Sebastian is a Jazz pianist and singer / composer and Mia is a
struggling actress. Sebastian is playing in a restaurant where nobody
seems to be listening and Mia is a barista with a stack of audition
rejections that are piling up. They keep bumping into each other despite
themselves and yes they fall in love.
We will paraphrase a line from the film, but remember it. Sebastian
tells Mia that he wants to take her to see a film, “strictly for
research purposes.”
The doubts that creep into an artist’s life especially with the emotional
rollercoaster of emotional highs and crushing rejections is depicted in
the characters taking turns to push one another to keep pursuing their
own dreams.
Gosling talks about his character Sebastian, “It is easier for him to
get onboard with Mia’s dream than it is for him to get onboard with his
own, to do what she loves to do.”
The film is romantic, dramatic and has just the right touch of humor to
add some levity, but not so much that the film becomes comedic.
If you are a fan of classic films featuring dance numbers by
people such as Gene Kelly, Fred Astaire and Ginger Rogers, do not get
caught up with comparisons, just enjoy the dancing of Gosling and Stone for
what it is, beautiful. Kudos to choreographer Mandy Moore, for her work
with not just Ryan Gosling and Emma Stone, but the numerous other
dancers throughout this film that will have you acting like a child in a
candy shop saying I want more of this and a little bit more of that.

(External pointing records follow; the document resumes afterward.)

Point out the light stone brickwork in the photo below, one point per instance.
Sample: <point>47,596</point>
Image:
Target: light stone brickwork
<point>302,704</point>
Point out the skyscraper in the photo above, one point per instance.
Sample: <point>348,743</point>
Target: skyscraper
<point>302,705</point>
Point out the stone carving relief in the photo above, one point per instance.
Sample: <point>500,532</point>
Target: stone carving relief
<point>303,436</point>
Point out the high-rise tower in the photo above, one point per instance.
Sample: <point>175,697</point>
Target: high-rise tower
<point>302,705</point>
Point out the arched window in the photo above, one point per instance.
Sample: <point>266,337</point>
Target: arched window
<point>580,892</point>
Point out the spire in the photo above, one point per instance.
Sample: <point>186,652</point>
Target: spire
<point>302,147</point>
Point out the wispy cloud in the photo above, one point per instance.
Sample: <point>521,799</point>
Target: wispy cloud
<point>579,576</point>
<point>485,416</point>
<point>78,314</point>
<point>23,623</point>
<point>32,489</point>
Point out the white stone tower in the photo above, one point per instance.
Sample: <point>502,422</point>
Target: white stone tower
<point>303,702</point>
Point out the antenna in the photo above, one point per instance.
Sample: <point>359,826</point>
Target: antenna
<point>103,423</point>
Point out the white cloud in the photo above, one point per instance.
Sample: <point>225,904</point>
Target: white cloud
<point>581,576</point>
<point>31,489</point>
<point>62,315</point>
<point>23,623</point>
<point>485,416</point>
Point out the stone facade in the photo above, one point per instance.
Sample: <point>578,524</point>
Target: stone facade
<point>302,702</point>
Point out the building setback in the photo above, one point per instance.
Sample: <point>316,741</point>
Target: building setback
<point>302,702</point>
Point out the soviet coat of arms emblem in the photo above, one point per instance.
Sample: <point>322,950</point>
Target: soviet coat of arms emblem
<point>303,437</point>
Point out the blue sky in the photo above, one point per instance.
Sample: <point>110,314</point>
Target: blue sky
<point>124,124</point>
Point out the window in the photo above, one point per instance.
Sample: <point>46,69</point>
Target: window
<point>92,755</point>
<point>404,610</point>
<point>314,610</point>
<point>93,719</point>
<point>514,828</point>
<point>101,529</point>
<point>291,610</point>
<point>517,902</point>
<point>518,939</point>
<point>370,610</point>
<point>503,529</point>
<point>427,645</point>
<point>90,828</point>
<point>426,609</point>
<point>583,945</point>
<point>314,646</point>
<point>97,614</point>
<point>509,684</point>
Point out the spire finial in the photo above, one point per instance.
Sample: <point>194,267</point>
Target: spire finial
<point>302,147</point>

From the opening scene, which features an eye-popping and colorful song
and dance number, this movie will have you sitting on the edge of your
seat.
Choreographer Mandy Moore says, “In order for an audience to be vested
in something they have to have a feeling of being connected with it and
that they are real people moving and then it just transcends and moves
into this fantasy world. That
was number one with Damien and me, finding out what that bridge would
be. How do we go from Ryan and
Emma being normal people in a musical, but very real actors, brilliant
actors and what is that segue and that bridge into dance. Then when it
becomes dance how does it stay accessible to people. When you put two
people in a room and you ask them to dance, the vulnerability and the
journey that happens with that you can’t teach it. It just is. You get
in the room and you learn so much about each other. You open up. Dance
does that. I knew by getting them (Ryan Gosling and Emma Stone) in a
room and having them for months at a time we would get there. If I had
only had them for a week I would be really worried about that.”
One of the highlights of the film is the Griffith Park dance scene with
Sebastian and Mia and Emma Stone talks about that, “It was done in one
take and it is when our characters really connect for the first time.”
Chazelle enlisted the help of university classmate and composer Justin
Hurwitz for the musical score. The theme song “City of Stars,” was
composed by Hurwitz and the lyricists are Benj Pasek and Justin Paul.
The words, “City of stars
are you shining just for me? City of stars you never shine so brightly,”
really does reflect what this outstanding film is all about. Jasper
Randall the choir and vocal contractor assembled some incredible talent
for La La Land and it was
supported by a fabulous ninety piece orchestra.
If you are looking for a fairytale type of movie this is not the one for
you. This is an excellent
script, in part, because it does not sugarcoat the challenges, the
heartbreaks and the feeling of ecstasy that accompany the pursuit of a
career in music or acting. The director and actors authentically capture
the emotional highs and lows that artists go through.
Although, the cast is large, in part due to the dance numbers, there
really are not any co-stars in La
La Land and that is just fine, because Emma Stone and Ryan Gosling
carry this movie. In fact, if we are pushed to name co-stars we would
say the music and dance numbers are the real co-stars.
If you can only fit one movie into a modest budget or a tight time
schedule we encourage you to make that film
La La Land.
Editor’s note:
Direct quotes were derived from studio interviews, courtesy of EPK.TV.